The Decline of UK Mining Unions Undermined Labour’s “Red Wall”

Since the 2019 election, commentators have noted the demise of Labour’s "red wall" in the heartlands. But few have focused on the central role once played by miners unions in sustaining a strong sense of working-class community.

Miners with banners and bands parade through Durham, England in the 1950s. (Durham Miners Gala)


Eighteen months have passed since the 2019 General Election, but Labour is going backward in the so-called “red wall.” Labour’s disastrous campaign in Hartlepool perfectly demonstrated how the new leadership’s obsession with vanquishing the Left has eliminated any attempt to engage with disillusioned working-class voters; a staunch Remainer with shady links to the closure of Hartlepool’s hospital was imposed on the CLP of a 70 percent+ Leave-voting area. The results were depressingly predictable.

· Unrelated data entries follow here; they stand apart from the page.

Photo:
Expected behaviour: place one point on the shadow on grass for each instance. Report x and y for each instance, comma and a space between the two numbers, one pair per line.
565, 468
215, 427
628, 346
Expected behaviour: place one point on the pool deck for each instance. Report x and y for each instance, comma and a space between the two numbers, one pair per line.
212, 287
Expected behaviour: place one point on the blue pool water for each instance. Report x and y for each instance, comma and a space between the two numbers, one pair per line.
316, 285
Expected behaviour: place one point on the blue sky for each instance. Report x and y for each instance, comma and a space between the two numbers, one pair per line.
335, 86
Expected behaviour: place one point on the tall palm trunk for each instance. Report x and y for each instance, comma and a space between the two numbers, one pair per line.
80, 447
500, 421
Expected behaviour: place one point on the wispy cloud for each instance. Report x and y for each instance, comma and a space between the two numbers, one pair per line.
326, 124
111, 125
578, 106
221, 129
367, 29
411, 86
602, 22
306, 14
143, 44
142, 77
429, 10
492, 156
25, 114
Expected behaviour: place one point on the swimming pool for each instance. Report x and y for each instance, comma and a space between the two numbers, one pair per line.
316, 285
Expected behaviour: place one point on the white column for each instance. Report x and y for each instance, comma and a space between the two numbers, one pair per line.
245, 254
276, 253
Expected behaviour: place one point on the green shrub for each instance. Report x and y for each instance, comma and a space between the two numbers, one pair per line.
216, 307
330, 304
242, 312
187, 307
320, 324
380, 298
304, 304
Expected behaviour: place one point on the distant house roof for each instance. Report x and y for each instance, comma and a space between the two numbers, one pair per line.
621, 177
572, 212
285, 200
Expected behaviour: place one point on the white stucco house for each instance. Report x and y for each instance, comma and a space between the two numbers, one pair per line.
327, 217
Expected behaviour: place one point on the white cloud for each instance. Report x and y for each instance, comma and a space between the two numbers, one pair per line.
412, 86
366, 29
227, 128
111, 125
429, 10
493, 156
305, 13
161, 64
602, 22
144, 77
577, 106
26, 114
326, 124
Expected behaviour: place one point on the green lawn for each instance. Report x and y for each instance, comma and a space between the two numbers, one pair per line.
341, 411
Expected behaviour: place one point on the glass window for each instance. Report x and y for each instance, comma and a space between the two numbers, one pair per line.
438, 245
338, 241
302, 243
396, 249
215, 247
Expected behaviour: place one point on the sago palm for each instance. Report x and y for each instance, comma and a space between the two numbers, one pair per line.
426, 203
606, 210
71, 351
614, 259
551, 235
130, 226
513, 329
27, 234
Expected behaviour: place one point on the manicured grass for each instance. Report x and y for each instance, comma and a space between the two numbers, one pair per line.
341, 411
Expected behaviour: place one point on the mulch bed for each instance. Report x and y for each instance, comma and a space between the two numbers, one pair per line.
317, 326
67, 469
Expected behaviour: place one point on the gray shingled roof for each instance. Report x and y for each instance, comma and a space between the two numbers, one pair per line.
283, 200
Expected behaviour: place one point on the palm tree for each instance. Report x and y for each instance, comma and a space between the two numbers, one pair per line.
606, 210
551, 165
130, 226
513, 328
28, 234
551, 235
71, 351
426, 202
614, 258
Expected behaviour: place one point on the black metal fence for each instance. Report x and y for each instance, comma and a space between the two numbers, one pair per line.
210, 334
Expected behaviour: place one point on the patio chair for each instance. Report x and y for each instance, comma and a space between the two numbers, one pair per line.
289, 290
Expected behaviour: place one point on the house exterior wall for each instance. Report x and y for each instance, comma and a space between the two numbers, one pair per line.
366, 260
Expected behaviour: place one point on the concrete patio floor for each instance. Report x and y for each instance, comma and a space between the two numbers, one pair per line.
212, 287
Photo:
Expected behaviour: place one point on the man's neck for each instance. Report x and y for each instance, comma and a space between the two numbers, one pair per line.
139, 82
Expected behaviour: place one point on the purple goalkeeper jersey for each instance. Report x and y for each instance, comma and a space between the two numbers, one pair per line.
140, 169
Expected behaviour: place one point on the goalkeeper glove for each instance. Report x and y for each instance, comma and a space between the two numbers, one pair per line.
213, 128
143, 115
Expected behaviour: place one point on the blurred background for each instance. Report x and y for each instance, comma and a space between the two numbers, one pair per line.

Huw Beynon and Ray Hudson are premier coalfield social scientists, and their new book is essential reading for anyone who wants to dig deeper beyond vague generalizations about the “red wall” that have proliferated since December 2019. The book charts the rise of miners’ trade unionism in South Wales and Durham since the turn of the twentieth century, and by placing these case studies in their historical context, Beynon and Hudson encourage us to explore the long-term trends that have shaped the bewildering political situation we find ourselves in now — and to resist the rush to blame Labour’s failures on individuals or any niche concerns.

Coal and Community

The Shadow of the Mine documents the rise in the power of the mining trade unions over the twentieth century; what started off as a Liberal-orientated, localist federation of unions developed into the national powerhouse of the National Union of Mineworkers (NUM) following nationalization and achieved a stunning victory in 1972 upon which Edward Heath lost the 1974 general election. The book also pieces together various accounts of the 1984–85 strike from participants, deeming it “the last moment when trade union power was exercised as a coherent force in Britain.”